Once one wraps their head around the perfectly acceptable concept of our hearing being better than a measurement (more exacting, differentiating, etc.)
Why accept something untrue?
Or, at least, we have to separate the untrue implications from the true implications in such a statement.
We have tools that measure the presence of frequencies you can not hear, and levels of distortion you can not hear. Why do you think we develop a huge number of measuring tools in the first place if our senses, including our hearing, were sufficient????
How is that x-ray vision of yours going?
Measurements only take you so far.
Agreed. Ultimately the point of any audio product lies in what we humans actually hear from that product. A good understanding of measurements and of human hearing can to a degree predict the sound
one might hear from, say, a pair of speakers. But given all the complexities involved, and some of the unknowns, perfect prediction escapes us. So we can always be surprised. That’s why anyone should listen to whatever audio gear they produce, to make sure they didn’t go wrong somewhere in the design.
I’ve used Devore 0 speakers as an example a number of times for this: they’ve been attacked by some audiophiles/DIYers and speaker designers as "doing things wrong that are likely to produce bad sound" and yet when I and many others actually listen to them, I find the claims overblown in terms of actual results and I love the sound of the Devores.
But "it’s hard to sometimes predict results purely on measurements" is an entirely different thing than claims like "our ears are better/more sensitive than instruments." It really depends on what you are claiming to be able to hear. And on what grounds.
To simply pooh-pooh such statements as "tested by ear" betrays a dogmatically and hermetically sealed mindset.
No, it’s an eyes-open LACK of dogmatism, where we admit to the fallibility of our senses. It is rather dogmatism to cling to the idea that your perception is infallible, or a golden standard unsullied by the (well known) problems of bias and error.
Imagine you went to your doctor with a sore throat. The doctor says "Well, obviously you have cancer of the throat!"
You ask "why?"
The doctor says: "Because throat cancer can cause sore throats."

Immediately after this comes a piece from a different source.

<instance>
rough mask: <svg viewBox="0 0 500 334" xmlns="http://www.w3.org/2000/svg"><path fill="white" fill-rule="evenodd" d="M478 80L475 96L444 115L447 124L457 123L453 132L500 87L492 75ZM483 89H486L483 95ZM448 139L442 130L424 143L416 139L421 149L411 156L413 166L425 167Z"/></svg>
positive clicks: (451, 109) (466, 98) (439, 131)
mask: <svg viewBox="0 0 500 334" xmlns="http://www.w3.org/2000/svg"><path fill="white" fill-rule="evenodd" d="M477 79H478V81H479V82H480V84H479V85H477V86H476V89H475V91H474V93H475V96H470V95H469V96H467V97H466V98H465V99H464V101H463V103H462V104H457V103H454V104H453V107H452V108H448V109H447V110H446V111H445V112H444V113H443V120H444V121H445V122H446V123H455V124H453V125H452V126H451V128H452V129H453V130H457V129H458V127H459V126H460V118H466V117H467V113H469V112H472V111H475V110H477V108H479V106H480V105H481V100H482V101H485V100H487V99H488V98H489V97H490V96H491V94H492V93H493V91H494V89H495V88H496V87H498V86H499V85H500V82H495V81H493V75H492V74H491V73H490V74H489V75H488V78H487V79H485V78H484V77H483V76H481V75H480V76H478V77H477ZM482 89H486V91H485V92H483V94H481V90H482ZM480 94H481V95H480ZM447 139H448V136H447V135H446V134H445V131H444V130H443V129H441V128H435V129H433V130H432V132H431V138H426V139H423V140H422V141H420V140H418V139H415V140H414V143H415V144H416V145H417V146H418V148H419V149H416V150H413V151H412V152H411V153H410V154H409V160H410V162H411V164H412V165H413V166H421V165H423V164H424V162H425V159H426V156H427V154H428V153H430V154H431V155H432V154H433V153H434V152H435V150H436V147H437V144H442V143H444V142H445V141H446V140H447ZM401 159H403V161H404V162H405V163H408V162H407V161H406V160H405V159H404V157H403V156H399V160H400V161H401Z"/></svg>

And you say" But...can’t many other things cause sore throats, like maybe I have a cold or a flu? Shouldn’t you show me how you have ruled out those other causes"
Doctor: How DARE you be so dogmatic as to question my diagnosis!
Now...who is actually being dogmatic there? It’s not the person who is acknowledging the variables involved, and that the doctor’s claim doesn’t seem to have taken those variables seriously enough, when deciding he can’t be in error.
It is just as strange and mixed up to try to portray someone who is pointing to the simple fact that your method is ignoring existing variables, and why you seem to have unwarranted confidence, as if the person raising these cautions is the "dogmatist." It’s literally got things the wrong way around.